Deadliest Warrior: Legends, at least, attempts to break up the monotony of its one-note combat with "Generals" mode, which immediately brings the classic board-game of Risk to mind in both presentation and gameplay. Each turn begins with unit placement, shoring up one's forces with "reinforcements" that are influenced by the possession of grouped territories on the map and maintaining control of special, fortified tiles. Unlike Risk, however, combat between two territories is almost fully automated, with the attacker forced to commit the entirety of a garrison to an attack until it proves either successful or unsuccessful, potentially leaving an unlucky player with nothing to counter the opponent's subsequent stream of enemy forces. Further, for most of the game, the fighting engine is completely ignored. Only offenses on fortified territories, which possess a castle, culminate in a "duel" between the two armies' commanders, via a one-on-one fight. This feels like a waste of the mode's potential, which could have showcased a more unique take on the game's core fighting action, if not transforming it into an entirely different experience.
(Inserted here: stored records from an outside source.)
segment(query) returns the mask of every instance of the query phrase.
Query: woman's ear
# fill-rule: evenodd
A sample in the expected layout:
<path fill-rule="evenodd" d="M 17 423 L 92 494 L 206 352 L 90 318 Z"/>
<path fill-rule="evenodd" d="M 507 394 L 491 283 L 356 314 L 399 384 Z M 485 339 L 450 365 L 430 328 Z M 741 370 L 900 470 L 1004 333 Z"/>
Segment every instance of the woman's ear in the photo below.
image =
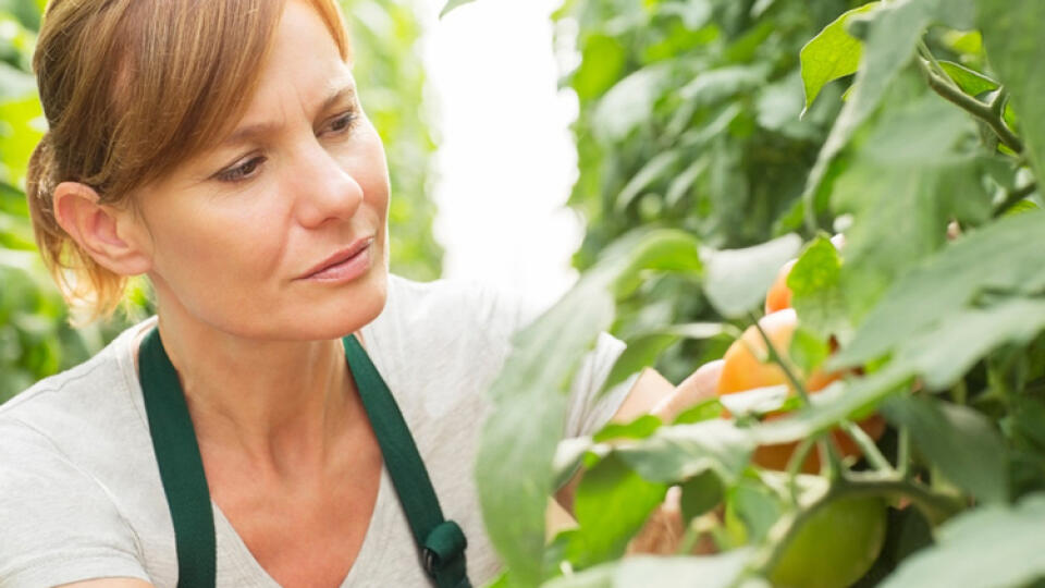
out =
<path fill-rule="evenodd" d="M 100 266 L 121 275 L 151 268 L 142 222 L 132 210 L 100 204 L 87 184 L 62 182 L 54 187 L 54 219 Z"/>

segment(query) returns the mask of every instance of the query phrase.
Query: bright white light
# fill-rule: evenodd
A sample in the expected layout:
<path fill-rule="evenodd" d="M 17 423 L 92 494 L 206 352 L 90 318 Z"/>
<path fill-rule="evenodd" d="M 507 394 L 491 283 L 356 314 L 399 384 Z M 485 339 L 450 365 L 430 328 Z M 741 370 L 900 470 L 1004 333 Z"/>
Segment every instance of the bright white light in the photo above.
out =
<path fill-rule="evenodd" d="M 551 304 L 577 280 L 569 258 L 583 237 L 564 207 L 577 175 L 568 126 L 578 107 L 557 88 L 549 15 L 561 0 L 479 0 L 442 20 L 444 1 L 426 2 L 443 275 Z"/>

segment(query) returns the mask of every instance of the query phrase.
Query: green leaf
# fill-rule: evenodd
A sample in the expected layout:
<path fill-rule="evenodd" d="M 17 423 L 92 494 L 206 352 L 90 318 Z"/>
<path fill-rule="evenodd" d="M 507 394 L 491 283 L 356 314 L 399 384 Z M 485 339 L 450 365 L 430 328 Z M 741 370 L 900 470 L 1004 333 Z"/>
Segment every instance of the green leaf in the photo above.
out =
<path fill-rule="evenodd" d="M 574 89 L 581 101 L 602 96 L 624 73 L 627 50 L 612 35 L 591 35 L 583 41 L 580 68 L 574 73 Z"/>
<path fill-rule="evenodd" d="M 745 316 L 761 305 L 780 266 L 801 244 L 798 235 L 788 234 L 746 249 L 704 250 L 708 299 L 724 317 Z"/>
<path fill-rule="evenodd" d="M 593 114 L 599 139 L 607 144 L 623 140 L 650 120 L 662 88 L 671 79 L 669 73 L 668 68 L 657 63 L 614 84 L 599 100 Z"/>
<path fill-rule="evenodd" d="M 638 273 L 649 268 L 699 270 L 696 240 L 650 229 L 618 240 L 558 303 L 515 334 L 491 385 L 494 404 L 483 426 L 476 483 L 487 530 L 517 581 L 541 580 L 544 507 L 570 376 L 610 328 L 614 296 L 634 290 Z"/>
<path fill-rule="evenodd" d="M 806 247 L 787 275 L 791 306 L 802 328 L 822 339 L 851 329 L 840 280 L 841 257 L 823 235 Z"/>
<path fill-rule="evenodd" d="M 985 162 L 959 151 L 975 133 L 969 117 L 932 95 L 886 114 L 832 196 L 836 212 L 856 219 L 846 232 L 840 273 L 843 306 L 853 324 L 896 278 L 946 244 L 952 217 L 976 225 L 991 215 L 981 180 Z"/>
<path fill-rule="evenodd" d="M 851 367 L 880 357 L 971 306 L 987 289 L 1041 292 L 1043 250 L 1045 212 L 1038 210 L 1003 218 L 962 236 L 895 283 L 826 367 Z M 945 341 L 932 347 L 939 348 L 939 343 Z"/>
<path fill-rule="evenodd" d="M 628 181 L 617 196 L 616 213 L 620 215 L 631 204 L 636 196 L 642 193 L 650 184 L 666 175 L 681 158 L 678 151 L 657 154 Z"/>
<path fill-rule="evenodd" d="M 722 502 L 722 480 L 713 471 L 704 471 L 686 480 L 681 485 L 681 491 L 679 507 L 683 511 L 684 524 L 710 512 Z"/>
<path fill-rule="evenodd" d="M 944 0 L 897 0 L 883 4 L 869 14 L 870 33 L 852 96 L 845 102 L 831 134 L 820 150 L 810 171 L 802 200 L 806 203 L 807 224 L 815 224 L 813 199 L 824 181 L 831 162 L 849 143 L 856 130 L 877 108 L 885 90 L 900 70 L 914 56 L 918 41 L 933 17 L 944 9 Z"/>
<path fill-rule="evenodd" d="M 439 12 L 439 17 L 442 19 L 443 16 L 450 14 L 450 11 L 475 1 L 476 0 L 447 0 L 447 2 L 443 5 L 443 10 Z"/>
<path fill-rule="evenodd" d="M 1045 577 L 1045 494 L 1015 507 L 974 509 L 936 530 L 937 544 L 905 560 L 883 588 L 1026 586 Z"/>
<path fill-rule="evenodd" d="M 939 66 L 969 96 L 980 96 L 985 91 L 996 90 L 1000 87 L 994 79 L 954 61 L 941 61 Z"/>
<path fill-rule="evenodd" d="M 653 415 L 642 415 L 630 422 L 607 422 L 592 440 L 597 443 L 611 439 L 646 439 L 661 426 L 661 419 Z"/>
<path fill-rule="evenodd" d="M 780 518 L 784 507 L 779 497 L 764 483 L 742 478 L 729 489 L 726 503 L 726 519 L 737 517 L 743 522 L 748 544 L 758 544 L 770 528 Z"/>
<path fill-rule="evenodd" d="M 1045 181 L 1045 3 L 1038 0 L 979 0 L 978 28 L 987 59 L 1010 93 L 1021 138 L 1038 181 Z"/>
<path fill-rule="evenodd" d="M 718 399 L 708 399 L 685 409 L 675 417 L 673 425 L 692 425 L 722 416 L 722 403 Z"/>
<path fill-rule="evenodd" d="M 641 441 L 615 450 L 650 481 L 677 482 L 714 471 L 732 483 L 748 465 L 754 445 L 747 431 L 728 420 L 661 427 Z"/>
<path fill-rule="evenodd" d="M 806 88 L 806 107 L 802 115 L 816 99 L 824 84 L 857 72 L 863 46 L 860 39 L 846 30 L 846 22 L 853 14 L 877 10 L 878 2 L 869 2 L 852 9 L 813 37 L 799 54 L 802 64 L 802 82 Z"/>
<path fill-rule="evenodd" d="M 720 322 L 689 322 L 636 333 L 628 338 L 628 346 L 613 365 L 604 388 L 613 388 L 632 373 L 654 365 L 657 357 L 680 339 L 711 339 L 724 332 Z"/>
<path fill-rule="evenodd" d="M 574 514 L 580 527 L 566 548 L 569 561 L 582 568 L 622 556 L 666 491 L 666 485 L 647 481 L 619 457 L 607 455 L 577 487 Z"/>
<path fill-rule="evenodd" d="M 925 397 L 889 399 L 882 407 L 889 422 L 907 425 L 922 456 L 980 502 L 1007 502 L 1006 450 L 982 414 Z"/>
<path fill-rule="evenodd" d="M 555 578 L 544 588 L 701 588 L 735 586 L 753 556 L 751 549 L 735 549 L 717 555 L 655 558 L 636 555 Z"/>

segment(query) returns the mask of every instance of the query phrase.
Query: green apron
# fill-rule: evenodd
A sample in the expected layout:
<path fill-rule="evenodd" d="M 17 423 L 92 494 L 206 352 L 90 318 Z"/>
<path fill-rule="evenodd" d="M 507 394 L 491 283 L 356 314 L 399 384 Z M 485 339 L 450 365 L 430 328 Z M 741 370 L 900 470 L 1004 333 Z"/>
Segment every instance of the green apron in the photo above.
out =
<path fill-rule="evenodd" d="M 366 350 L 345 336 L 345 357 L 378 437 L 403 512 L 417 543 L 419 565 L 438 588 L 470 588 L 465 567 L 465 534 L 443 518 L 425 463 L 403 414 Z M 212 588 L 216 574 L 214 516 L 185 394 L 159 329 L 142 341 L 138 379 L 163 492 L 174 522 L 179 588 Z"/>

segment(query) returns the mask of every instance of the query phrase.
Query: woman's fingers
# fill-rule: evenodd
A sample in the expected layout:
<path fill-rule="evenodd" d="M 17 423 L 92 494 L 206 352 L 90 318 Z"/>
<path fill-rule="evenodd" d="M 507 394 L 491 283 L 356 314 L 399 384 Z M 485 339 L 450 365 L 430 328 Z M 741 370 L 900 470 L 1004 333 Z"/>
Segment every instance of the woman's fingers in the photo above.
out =
<path fill-rule="evenodd" d="M 718 378 L 722 375 L 722 359 L 708 362 L 692 372 L 689 378 L 675 388 L 675 392 L 654 406 L 652 414 L 661 420 L 671 422 L 686 408 L 717 395 Z"/>

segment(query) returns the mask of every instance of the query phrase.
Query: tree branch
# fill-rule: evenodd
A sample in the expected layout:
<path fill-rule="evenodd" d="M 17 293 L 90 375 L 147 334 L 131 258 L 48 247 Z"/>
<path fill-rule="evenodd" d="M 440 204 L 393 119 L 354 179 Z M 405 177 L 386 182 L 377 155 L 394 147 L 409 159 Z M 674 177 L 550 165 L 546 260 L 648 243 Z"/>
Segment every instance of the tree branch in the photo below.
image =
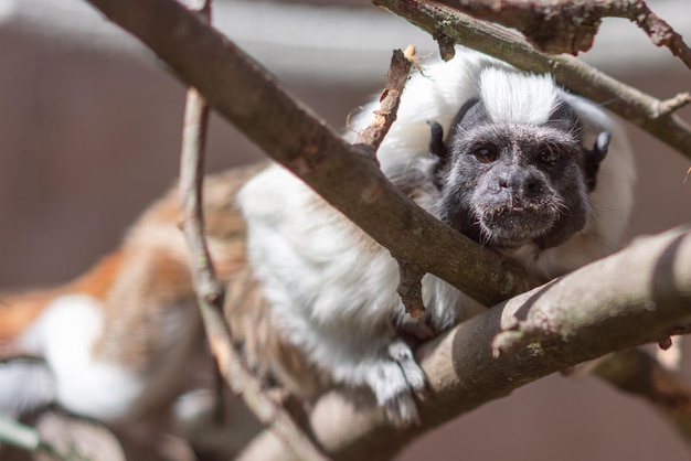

The uninspired gameplay is accompanied by mediocre graphics, which move at a good clip and adequately mimic the combat styles of the warriors the on-screen avatars are attempting to emulate. But there's always something a little off about them, as though they're actors pantomiming a fight scene from a mere description of how it was supposed to look. Strikes lack any sense of power or impact, despite following the proper arcs and having enough speed behind them. This curses everything with a certain weightless quality that carries through even into the title's decapitations and maimings, parts dropping off of the warriors as though they're plastic dolls.
This odd lack of weight isn't alleviated by the games' sound design. In both cases, impacts are dull and lifeless, with tinny clangs of steel on steel and only the softest of cues when blade passes, instead, through yielding flesh. Body parts hit the ground after being lopped off and it almost comes as a surprise, because there is very little done to announce their removal (save some slow motion, which kicks in whenever a fighter is finished anyway). Worst of all is the voice work in Deadliest Warrior: Legends. While The Game has little speech, and most of it in each warrior's native tongue, Legends, which replaces generic representatives of each military force with a famous warrior from history, also gives each of them fully-voiced English dialogue. It's terribly generic and the quality is often such that it might have been done over the phone.